Mon Jan 17 13:29:03 CET 2011

Paul.Zimmermann at loria.fr writes:

  not yet, this is one of the things we discussed during our meeting last week.
  We have designed a portable format, see
  https://gforge.inria.fr/scm/viewvc.php/trunk/src/out_raw.c?view=markup&root=mpfr

  Please send comments to the MPFR list if any.

I understand that this is somewhat inspired by GMP's mpz_out_raw and
mpz_inp_raw, albeit with some differences.

I consider mpz_out_raw/mpz_inp_raw to be somewhat obsolete due to their
32-bit byte count.  (Alas, they should probably not be "fixed", since
keeping file compatibility is perhaps even more important that keeping
binary or source compatibility; people might have things stored in files
that might become unreadable if we update the format.)

It might therefore make sense to update to a coherent format for GMP and
MPFR, using function names not to be confused with mpz_out_raw/mpz_inp_raw.

* The format should by byte-oriented, not 32-bit oriented.

* "Network byte order" should be used, i.e., most significant byte first.

* No reasonable size limitations should be be made by the format.

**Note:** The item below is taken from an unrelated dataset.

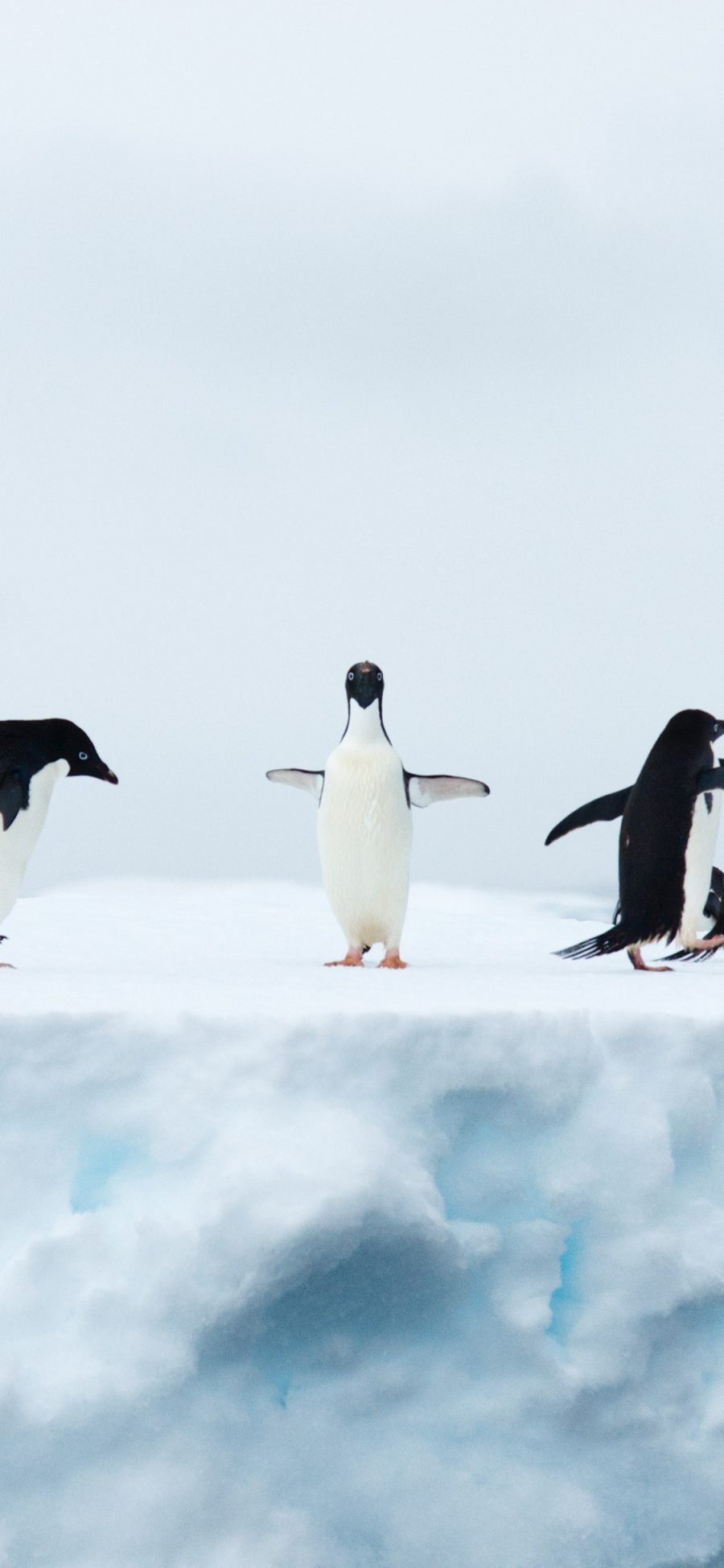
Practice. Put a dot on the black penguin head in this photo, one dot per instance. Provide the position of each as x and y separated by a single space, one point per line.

* If possible, some compatibility between mpz, mpf, and mpfr formats should
  be created.

* Perhaps we should support printing to memory buffers as well as files.

Floats:
| exponent | size | digits |

Integers:
| size | digits |

The size property needs to allow sizes up to the largest possible size we
can ever store.  Making the size being a 64-bit integer always would in my
opinion be a mistake, as it wastes space.  We should therefore have a 'size
for the size property', supporting 1 byte, 2, byte, up to perhaps 8 byte
sizes.  We also need to be able to represent zero, presumably by having the
size property be zero.

The first byte of the size property should contain:

sign_bit:  1
size_size: 3    /* how many bytes is the size property, excluding the size4 bits? */
size4:     4    /* most significant 4 bits of the size property */

For 0, all 8 bits should be zero (except for -0, where the sign bit will be
set).

If size_size = 0, the size property is encoded just in the 4 bits of
'size4', allowing the 'digits' part to be up to 15 bytes.

If size_size 1...7, the size property will be encoded as 8+4=12 to 7*8+4 =
60 bits.  (And remember that these refer to # of bytes in the 'digits'
part.)

This is a compact format for small "bignums", as such numbers are the most
common ones.  It should also be easy and fast to read/write.

For float formats, the exponent property should be encoded in the same
spirit as the size property.  Its interpretation should be analogous to
IEEE-754, i.e., allow NaNs and Infs.  It should be base 2 wrt the mantissa,
of course.  (I know people off and on request a bignum exponent, which this
format will not allow.  If it is really to be taken as serious propositions
with practical use, then perhaps one should allow for a more variable size
exponent.)

This format could then be supported by common GMP routines, used by both
GMP and MPFR.

-- 
Torbjörn